U.S. Secretary of State Hillary Clinton said Friday that Israel and the Palestinians are ready to begin indirect talks with a U.S. mediator.

Clinton said she expects the two sides to begin so-called proximity talks with George Mitchell, the special U.S. envoy to the Mideast, next week.

His visit will follow a weekend meeting of Arab League diplomats. Mitchell is expected to leave on Sunday and spend the week holding discussions with Israelis and Palestinians, U.S. officials said.

The hope is that Mitchell can get the two sides talking directly to each other soon, though Israel has not agreed to a formal freeze of controversial housing projects that have kept the Palestinians away from the negotiating table.

"Ultimately, we want to see the parties in direct negotiations, working out all the issues that they must," Clinton said after a meeting with Kuwaiti Foreign Minister Mohammad Sabah al-Salem al-Sabah.

Sabah said Arab states support the U.S. efforts to revive negotiations.

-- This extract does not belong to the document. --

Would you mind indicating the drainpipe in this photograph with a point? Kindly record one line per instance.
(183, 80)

Palestinian negotiator Saeb Erekat said his side was making "every possible effort to begin these talks." A final decision, he said, would come from Arab foreign ministers and the Palestinian Liberation Organization's leadership.

Israeli government officials had no immediate reaction to Clinton's announcement.

An attempt last month to resume indirect talks fizzled when Israel announced a new Jewish housing project in east Jerusalem, which the Palestinians claim as a future capital. That drew fierce criticism from the United States and led to the worst rift in decades between Washington and its chief Mideast ally.

Since then, the Obama administration has sought to repair the damage with a series of recent meetings and speeches from senior officials, including Clinton and Obama's national security adviser, James Jones.